Page tree
Skip to end of metadata
Go to start of metadata


Introduction

Document Status

The Diagnostics Agent troubleshooting guide used to be available as a PDF document. It is now replaced by this wiki page. In case the content of this page does not address your problem, please refer to the former PDF document, being still available as DiagnosticsAgentTroubleshooting.pdf attachement to SAP Note 1833501.

Diagnostics Agent Installer

For more general information on installation strategy, installer versions, etc., please refer to Diagnostics Agents.

 

Troubleshooting Resource Consumption and Booting Issues of the Diagnostics Agent

Verify the Prerequisites on the host

Verify the "Hosts File" format has correctly been define on the host impact following the Mandatory Standard. See https://wiki.scn.sap.com/wiki/x/i4IjIQ

Check OS Settings on Linux Hosts (ulimit and umask)

After the installation of the Diagnostics Agent on UNIX platforms, remind to double check the following OS environment settings for the Diagnostics Agent OS user (often daaadm):

ulimit

  • Log on with the agent OS user, e.g. su – daaadm
  • Open an sh shell with the command sh
  • Execute the command ulimit -a
  • Compare the values with the recommendedations in the Installation & Setup Guide for the most recent installer (see SAP Note 1833501).

  • If you change the limits, remember to stop the Diagnostics Agent (sapstop), kill the Diagnostics Agent processes (sapstartsrv) and start the Agent again (sapstart). In this way the Diagnostics Agent will take the new settings into account.

If the user’s limit parameters for the OS Diagnostics Agent user are not correct, high CPU consumption situations or out-of-memory errors can result.

umask

Please refer to SAP note 1163751.

Trigger Thread Dumps for Diagnostics Agents

It is important to do thread dumps of the Diagnostics Agent process, to understand the problem context in case of a deadlock, not responding Diagnostic Agent or a high CPU time consumption situation.
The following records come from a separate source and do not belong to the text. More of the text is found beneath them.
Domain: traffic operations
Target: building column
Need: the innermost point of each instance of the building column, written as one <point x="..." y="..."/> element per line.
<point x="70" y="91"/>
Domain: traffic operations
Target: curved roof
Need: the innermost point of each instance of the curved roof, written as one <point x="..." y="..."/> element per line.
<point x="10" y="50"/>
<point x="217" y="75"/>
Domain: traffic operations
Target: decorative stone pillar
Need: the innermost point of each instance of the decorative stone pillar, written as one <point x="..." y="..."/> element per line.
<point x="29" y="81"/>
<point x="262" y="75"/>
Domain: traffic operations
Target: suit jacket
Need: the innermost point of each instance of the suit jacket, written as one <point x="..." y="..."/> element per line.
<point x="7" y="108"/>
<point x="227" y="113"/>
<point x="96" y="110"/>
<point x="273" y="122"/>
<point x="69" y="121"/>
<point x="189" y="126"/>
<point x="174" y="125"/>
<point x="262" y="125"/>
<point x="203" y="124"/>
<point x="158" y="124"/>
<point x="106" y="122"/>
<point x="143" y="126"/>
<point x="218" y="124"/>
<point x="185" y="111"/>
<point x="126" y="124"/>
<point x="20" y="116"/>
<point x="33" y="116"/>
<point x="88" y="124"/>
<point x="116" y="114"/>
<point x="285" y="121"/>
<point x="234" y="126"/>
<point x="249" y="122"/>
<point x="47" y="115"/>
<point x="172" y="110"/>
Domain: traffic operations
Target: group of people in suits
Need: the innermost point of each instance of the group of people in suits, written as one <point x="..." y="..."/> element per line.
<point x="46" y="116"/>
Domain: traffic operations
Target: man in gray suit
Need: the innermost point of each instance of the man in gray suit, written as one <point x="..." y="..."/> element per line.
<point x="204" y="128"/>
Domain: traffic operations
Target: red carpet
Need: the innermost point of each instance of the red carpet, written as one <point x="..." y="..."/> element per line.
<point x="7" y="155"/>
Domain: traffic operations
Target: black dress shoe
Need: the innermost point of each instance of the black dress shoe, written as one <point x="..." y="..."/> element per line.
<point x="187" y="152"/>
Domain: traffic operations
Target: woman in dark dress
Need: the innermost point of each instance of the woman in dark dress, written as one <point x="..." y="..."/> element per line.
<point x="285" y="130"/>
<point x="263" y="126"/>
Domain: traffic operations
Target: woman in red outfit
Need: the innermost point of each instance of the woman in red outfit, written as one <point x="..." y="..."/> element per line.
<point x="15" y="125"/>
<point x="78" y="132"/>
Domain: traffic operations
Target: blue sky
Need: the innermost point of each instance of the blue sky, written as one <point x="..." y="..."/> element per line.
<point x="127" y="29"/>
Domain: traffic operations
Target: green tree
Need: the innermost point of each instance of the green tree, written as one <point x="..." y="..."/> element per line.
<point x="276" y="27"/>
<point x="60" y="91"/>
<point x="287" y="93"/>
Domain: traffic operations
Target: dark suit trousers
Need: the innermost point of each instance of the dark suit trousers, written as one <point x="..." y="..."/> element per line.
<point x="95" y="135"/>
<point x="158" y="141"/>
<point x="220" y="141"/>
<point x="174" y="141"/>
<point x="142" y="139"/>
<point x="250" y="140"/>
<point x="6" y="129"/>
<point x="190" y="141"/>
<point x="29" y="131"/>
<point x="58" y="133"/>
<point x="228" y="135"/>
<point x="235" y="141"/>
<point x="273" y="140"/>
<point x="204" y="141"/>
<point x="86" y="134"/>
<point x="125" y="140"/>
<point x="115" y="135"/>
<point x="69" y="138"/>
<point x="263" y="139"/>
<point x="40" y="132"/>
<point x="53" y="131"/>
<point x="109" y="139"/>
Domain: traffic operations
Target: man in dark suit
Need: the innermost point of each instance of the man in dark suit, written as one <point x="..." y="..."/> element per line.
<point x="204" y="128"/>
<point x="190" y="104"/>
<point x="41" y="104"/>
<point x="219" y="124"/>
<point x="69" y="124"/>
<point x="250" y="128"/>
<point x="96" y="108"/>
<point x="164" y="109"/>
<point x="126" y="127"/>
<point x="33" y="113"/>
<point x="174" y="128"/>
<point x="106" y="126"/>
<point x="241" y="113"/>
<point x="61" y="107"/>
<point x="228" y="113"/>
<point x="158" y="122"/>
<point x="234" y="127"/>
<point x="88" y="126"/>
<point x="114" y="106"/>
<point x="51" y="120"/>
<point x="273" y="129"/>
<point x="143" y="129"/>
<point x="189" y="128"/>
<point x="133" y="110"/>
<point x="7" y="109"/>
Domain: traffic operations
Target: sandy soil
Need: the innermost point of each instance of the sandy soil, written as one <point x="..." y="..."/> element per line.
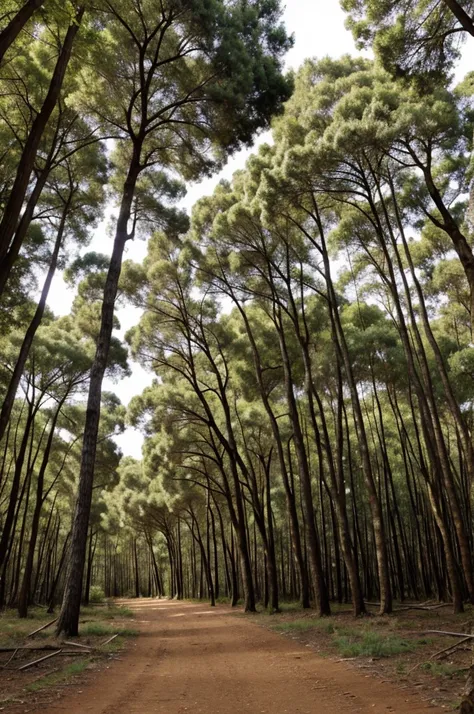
<point x="190" y="658"/>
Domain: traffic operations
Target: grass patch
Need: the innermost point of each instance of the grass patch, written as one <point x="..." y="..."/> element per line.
<point x="107" y="612"/>
<point x="371" y="644"/>
<point x="100" y="629"/>
<point x="439" y="669"/>
<point x="304" y="625"/>
<point x="50" y="680"/>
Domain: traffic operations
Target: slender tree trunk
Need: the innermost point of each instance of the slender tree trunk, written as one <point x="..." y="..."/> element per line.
<point x="16" y="199"/>
<point x="12" y="388"/>
<point x="16" y="24"/>
<point x="68" y="621"/>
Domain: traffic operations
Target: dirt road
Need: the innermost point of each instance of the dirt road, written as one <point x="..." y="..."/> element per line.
<point x="190" y="658"/>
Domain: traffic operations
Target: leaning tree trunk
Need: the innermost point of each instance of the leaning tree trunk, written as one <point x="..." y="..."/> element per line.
<point x="16" y="24"/>
<point x="16" y="199"/>
<point x="19" y="368"/>
<point x="68" y="621"/>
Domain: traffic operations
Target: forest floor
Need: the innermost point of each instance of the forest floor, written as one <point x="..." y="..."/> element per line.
<point x="191" y="658"/>
<point x="398" y="648"/>
<point x="30" y="689"/>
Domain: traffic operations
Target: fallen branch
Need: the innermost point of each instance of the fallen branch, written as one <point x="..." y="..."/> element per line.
<point x="13" y="655"/>
<point x="27" y="647"/>
<point x="43" y="627"/>
<point x="451" y="647"/>
<point x="37" y="661"/>
<point x="448" y="634"/>
<point x="76" y="644"/>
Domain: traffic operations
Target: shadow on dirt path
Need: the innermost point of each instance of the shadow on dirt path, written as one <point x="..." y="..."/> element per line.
<point x="191" y="658"/>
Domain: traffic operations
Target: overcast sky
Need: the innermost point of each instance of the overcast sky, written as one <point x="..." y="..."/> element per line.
<point x="318" y="28"/>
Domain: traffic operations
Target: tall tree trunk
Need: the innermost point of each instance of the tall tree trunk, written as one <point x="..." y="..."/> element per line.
<point x="16" y="24"/>
<point x="68" y="621"/>
<point x="16" y="199"/>
<point x="12" y="388"/>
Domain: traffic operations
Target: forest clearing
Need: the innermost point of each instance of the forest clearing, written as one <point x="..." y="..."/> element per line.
<point x="188" y="657"/>
<point x="237" y="355"/>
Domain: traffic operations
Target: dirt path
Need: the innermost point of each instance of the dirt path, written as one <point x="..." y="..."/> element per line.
<point x="190" y="658"/>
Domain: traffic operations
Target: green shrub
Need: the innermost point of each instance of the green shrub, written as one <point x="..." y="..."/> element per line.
<point x="96" y="594"/>
<point x="371" y="644"/>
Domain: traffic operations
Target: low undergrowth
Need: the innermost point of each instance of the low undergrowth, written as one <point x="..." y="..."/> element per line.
<point x="399" y="647"/>
<point x="97" y="624"/>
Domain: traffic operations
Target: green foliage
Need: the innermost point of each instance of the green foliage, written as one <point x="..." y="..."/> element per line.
<point x="96" y="594"/>
<point x="371" y="644"/>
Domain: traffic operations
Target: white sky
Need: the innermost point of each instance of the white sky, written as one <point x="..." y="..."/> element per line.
<point x="318" y="28"/>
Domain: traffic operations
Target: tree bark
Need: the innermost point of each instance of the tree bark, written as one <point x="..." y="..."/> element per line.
<point x="16" y="24"/>
<point x="16" y="199"/>
<point x="68" y="621"/>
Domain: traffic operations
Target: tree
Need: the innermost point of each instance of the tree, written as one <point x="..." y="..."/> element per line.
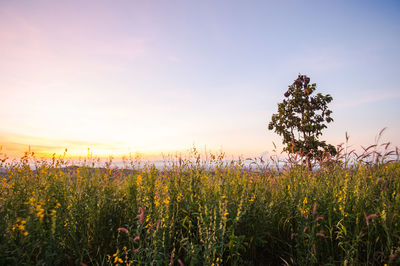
<point x="301" y="118"/>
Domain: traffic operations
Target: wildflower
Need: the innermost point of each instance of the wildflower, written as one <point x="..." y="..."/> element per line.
<point x="305" y="201"/>
<point x="139" y="180"/>
<point x="371" y="216"/>
<point x="315" y="209"/>
<point x="166" y="201"/>
<point x="123" y="229"/>
<point x="140" y="215"/>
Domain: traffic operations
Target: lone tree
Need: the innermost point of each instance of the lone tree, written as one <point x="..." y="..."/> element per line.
<point x="301" y="118"/>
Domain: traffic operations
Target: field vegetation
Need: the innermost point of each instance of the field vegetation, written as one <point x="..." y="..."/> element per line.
<point x="199" y="211"/>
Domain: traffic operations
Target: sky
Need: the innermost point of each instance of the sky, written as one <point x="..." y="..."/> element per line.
<point x="153" y="77"/>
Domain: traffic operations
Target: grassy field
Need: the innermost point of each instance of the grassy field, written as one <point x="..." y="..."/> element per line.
<point x="193" y="214"/>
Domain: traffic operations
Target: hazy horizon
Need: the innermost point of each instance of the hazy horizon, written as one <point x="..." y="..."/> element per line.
<point x="161" y="77"/>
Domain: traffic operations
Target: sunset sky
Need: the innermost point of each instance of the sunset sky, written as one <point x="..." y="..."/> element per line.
<point x="122" y="77"/>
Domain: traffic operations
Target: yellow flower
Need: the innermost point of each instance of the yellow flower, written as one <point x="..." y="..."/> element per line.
<point x="139" y="180"/>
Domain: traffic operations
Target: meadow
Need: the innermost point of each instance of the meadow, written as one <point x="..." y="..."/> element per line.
<point x="200" y="211"/>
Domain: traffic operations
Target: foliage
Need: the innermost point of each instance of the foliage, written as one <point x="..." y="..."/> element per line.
<point x="197" y="212"/>
<point x="301" y="118"/>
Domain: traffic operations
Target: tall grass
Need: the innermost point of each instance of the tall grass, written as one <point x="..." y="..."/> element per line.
<point x="344" y="212"/>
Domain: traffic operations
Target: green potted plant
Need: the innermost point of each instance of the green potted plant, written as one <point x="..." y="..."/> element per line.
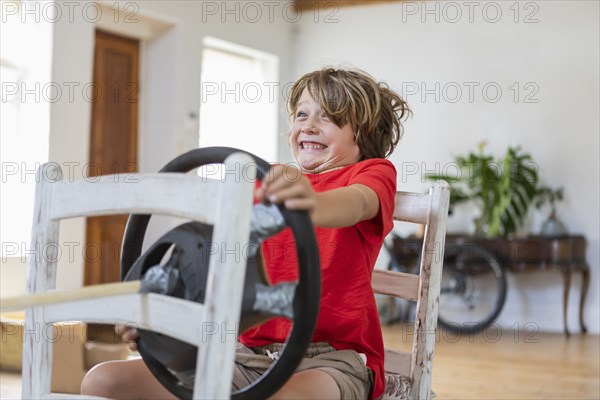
<point x="502" y="189"/>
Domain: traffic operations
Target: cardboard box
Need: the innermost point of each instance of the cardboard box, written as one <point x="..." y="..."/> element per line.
<point x="74" y="351"/>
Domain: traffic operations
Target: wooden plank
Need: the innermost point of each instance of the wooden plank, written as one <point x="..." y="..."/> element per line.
<point x="225" y="285"/>
<point x="181" y="319"/>
<point x="332" y="5"/>
<point x="398" y="284"/>
<point x="41" y="276"/>
<point x="397" y="362"/>
<point x="412" y="207"/>
<point x="429" y="291"/>
<point x="142" y="193"/>
<point x="66" y="396"/>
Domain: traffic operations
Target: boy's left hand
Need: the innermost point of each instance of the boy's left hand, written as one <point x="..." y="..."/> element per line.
<point x="286" y="184"/>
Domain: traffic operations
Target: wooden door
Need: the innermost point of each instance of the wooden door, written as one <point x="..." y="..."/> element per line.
<point x="113" y="145"/>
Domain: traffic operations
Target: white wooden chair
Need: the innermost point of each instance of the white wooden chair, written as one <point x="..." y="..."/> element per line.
<point x="225" y="204"/>
<point x="409" y="374"/>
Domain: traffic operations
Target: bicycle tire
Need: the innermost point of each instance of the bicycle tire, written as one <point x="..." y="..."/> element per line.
<point x="473" y="289"/>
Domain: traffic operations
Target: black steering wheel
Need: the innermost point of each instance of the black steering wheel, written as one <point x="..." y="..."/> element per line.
<point x="306" y="292"/>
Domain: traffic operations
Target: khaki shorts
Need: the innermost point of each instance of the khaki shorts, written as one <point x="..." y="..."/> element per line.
<point x="346" y="367"/>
Trigger a Thread Dump on Windows

The Diagnostics Agent is an SAP system and available in SAP MMC. 

                          
In SAP MMC, open the node “AS Java Process Table” of the Diagnostics Agent identified by the SID and instance number. Select the desired Agent Node and right click on it to display the context menu, then click the item “Dump Stack Trace”.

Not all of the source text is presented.